You know that this will be exactly a month from when they found Emmy.

“People are encouraged to wear white, bring candles.”

“Why white?”

“White is the color of mourning in many cultures, but it's also the color of innocence, to remind us of the innocent lives taken from us.” Susie gives a watery smile. “Of course, you can wear anything you want to. Your support will be enough.”

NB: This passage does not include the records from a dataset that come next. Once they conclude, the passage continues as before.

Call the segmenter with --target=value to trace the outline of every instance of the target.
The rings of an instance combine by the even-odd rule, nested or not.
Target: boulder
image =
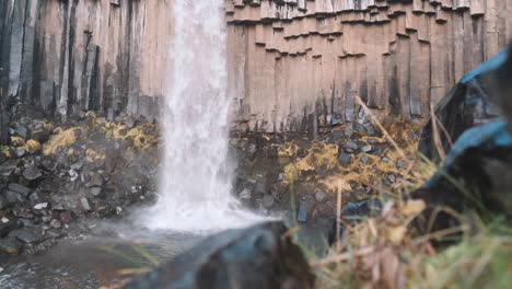
[[[314,275],[287,231],[266,222],[218,233],[124,288],[313,288]]]
[[[508,51],[502,50],[468,72],[435,106],[438,135],[444,151],[467,129],[488,124],[500,117],[500,109],[491,102],[496,91],[496,70],[507,63]],[[510,74],[507,79],[510,82]],[[443,129],[444,128],[444,129]],[[443,132],[445,130],[445,132]],[[434,126],[430,119],[423,127],[419,151],[439,162],[440,155],[434,140]]]
[[[473,209],[481,216],[512,217],[512,135],[507,123],[490,123],[464,132],[443,166],[412,197],[457,211]],[[453,222],[442,215],[437,227],[449,228]]]

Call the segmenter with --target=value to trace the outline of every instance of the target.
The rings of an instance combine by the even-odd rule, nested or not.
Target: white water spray
[[[174,61],[162,112],[165,149],[151,229],[210,231],[254,220],[231,196],[222,3],[174,2]]]

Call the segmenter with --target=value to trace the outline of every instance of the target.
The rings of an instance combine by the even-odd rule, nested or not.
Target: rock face
[[[170,0],[1,1],[4,107],[153,118],[166,79],[171,15]]]
[[[228,0],[226,13],[230,93],[252,130],[353,119],[357,97],[428,115],[512,34],[510,1]]]
[[[124,288],[313,288],[314,276],[286,232],[281,222],[221,232]]]
[[[427,115],[512,36],[510,1],[225,0],[225,11],[232,120],[251,130],[351,120],[357,97]],[[172,15],[172,0],[1,1],[0,140],[16,104],[153,119]]]

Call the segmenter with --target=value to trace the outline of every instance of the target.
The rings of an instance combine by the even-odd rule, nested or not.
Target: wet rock
[[[40,171],[35,166],[35,165],[28,165],[24,171],[23,171],[23,177],[27,181],[34,181],[43,176]]]
[[[70,223],[73,220],[73,217],[71,216],[71,212],[63,211],[59,213],[59,219],[62,223]]]
[[[14,150],[14,155],[16,158],[23,158],[23,157],[25,157],[25,154],[26,154],[26,150],[24,148],[16,148]]]
[[[464,184],[466,189],[453,182]],[[512,217],[512,135],[507,123],[490,123],[464,132],[439,172],[412,197],[459,212],[473,209]],[[438,218],[437,229],[452,227],[453,222],[443,215]]]
[[[356,143],[353,141],[347,141],[345,143],[345,151],[348,152],[348,153],[352,153],[352,152],[357,151],[358,149],[359,149],[358,143]]]
[[[322,203],[322,201],[324,201],[324,200],[327,198],[327,194],[325,194],[325,193],[322,192],[322,190],[317,190],[317,192],[315,193],[315,198],[316,198],[316,201]]]
[[[80,204],[82,205],[82,208],[86,211],[92,211],[91,204],[89,203],[88,198],[81,198]]]
[[[12,230],[18,229],[18,222],[12,217],[0,219],[0,238],[8,235]]]
[[[307,221],[307,201],[306,200],[299,201],[299,212],[296,213],[296,220],[300,222]]]
[[[371,151],[372,151],[372,146],[366,144],[366,146],[364,146],[364,147],[361,148],[361,151],[362,151],[362,152],[371,152]]]
[[[18,255],[21,250],[22,245],[14,238],[0,239],[0,252]]]
[[[34,206],[35,210],[42,210],[48,208],[48,203],[40,203]]]
[[[25,126],[19,125],[16,128],[13,129],[13,135],[26,139],[28,137],[28,130]]]
[[[281,222],[228,230],[208,238],[162,268],[125,289],[139,288],[298,288],[314,286],[314,275]]]
[[[348,166],[350,164],[350,160],[352,159],[352,154],[341,152],[338,157],[338,161],[341,165]]]
[[[14,173],[20,162],[18,160],[8,161],[0,164],[0,176],[9,177]]]
[[[251,189],[246,187],[240,193],[238,197],[240,199],[248,200],[251,199],[251,195],[252,195]]]
[[[89,192],[94,197],[100,197],[102,195],[102,188],[101,187],[92,187]]]
[[[444,127],[452,141],[467,129],[488,124],[500,116],[499,108],[491,102],[493,93],[492,71],[507,61],[507,50],[491,57],[468,72],[435,106],[439,126]],[[510,76],[507,77],[510,79]],[[510,81],[510,80],[508,80]],[[423,127],[418,150],[427,158],[439,161],[440,155],[434,141],[432,120]],[[444,151],[450,150],[450,139],[440,132],[439,138]]]
[[[61,226],[61,223],[60,223],[59,220],[53,219],[53,220],[50,221],[50,226],[51,226],[53,228],[55,228],[55,229],[59,229],[60,226]]]
[[[342,130],[333,130],[333,138],[335,140],[340,139],[344,137],[344,131]]]
[[[377,198],[369,198],[359,203],[348,203],[341,209],[341,217],[346,221],[359,221],[368,217],[376,217],[382,208]]]
[[[265,208],[270,209],[274,207],[274,204],[276,204],[276,200],[274,199],[272,195],[265,195],[261,204]]]
[[[44,238],[28,229],[19,229],[12,231],[10,236],[15,238],[18,241],[22,242],[23,244],[35,245],[44,241]]]

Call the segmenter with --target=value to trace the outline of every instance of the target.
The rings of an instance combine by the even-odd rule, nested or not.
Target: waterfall
[[[220,0],[174,1],[164,151],[152,229],[209,231],[253,219],[231,195],[226,32]]]

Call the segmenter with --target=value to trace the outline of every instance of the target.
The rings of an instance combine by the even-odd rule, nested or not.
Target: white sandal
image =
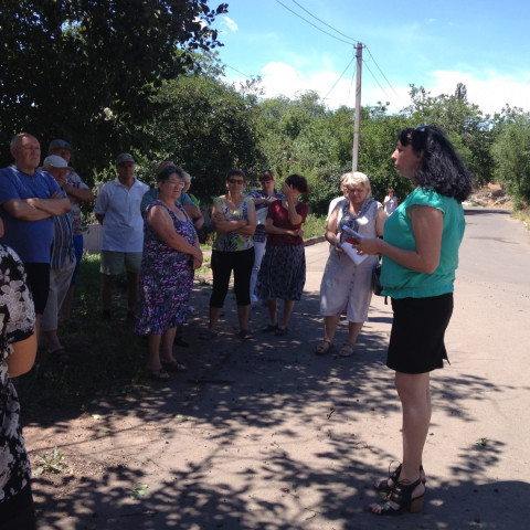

“On behalf of myself and all of us here at
Wake Up with Cynthia!
, I just want to say that it's been a privilege to have you here today. We want to let you know our hearts and thoughts are with you and with all the victims' families during this terrible time of loss.” It's impossible to tell if Cynthia is sincere. The fat girl has seen her show before and knows she's a great crier.

“Thank you.”

“Your final words for the viewers, especially for our women viewers watching?”

Susie Ranford turns to the camera, her eyes bright and brimming. “To the single women out there, or the women who live alone: Don't be proud; it's not worth it. This sick psychopath has now taken six innocent lives and destroyed countless others. I thought it couldn't happen to me, or to anyone I loved. Now my sister is dead, brutally murdered.” Tears run down her cheeks but she continues to address the camera. “I'm begging you, if you know there's a chance that you'll be coming back to an empty apartment, contact us through our app or our website or call our number. Even if it's during the day—remember that my sister was last seen at a public library in broad daylight. Wait in a well-lit public area, or somewhere with lots of people around, and one of our volunteers will come and find you. You'll be told their name and a numeric code ahead of time to verify that they are who they say they are. Try to be patient, it might take a little time, but it's better to be safe than sorry. Don't be a victim. Stay safe.”

She looks like she's about to break down completely. Real grief can be messy. Cynthia hastily turns to the camera and starts to repeat the information about contacting the organization.

The fat girl pushes the plus sign, which steepens the incline, her red face redder, her armpits sweatier; with jiggling flesh she reaches for her chance to be a victim, pushes on toward lean, trim, slim annihilation.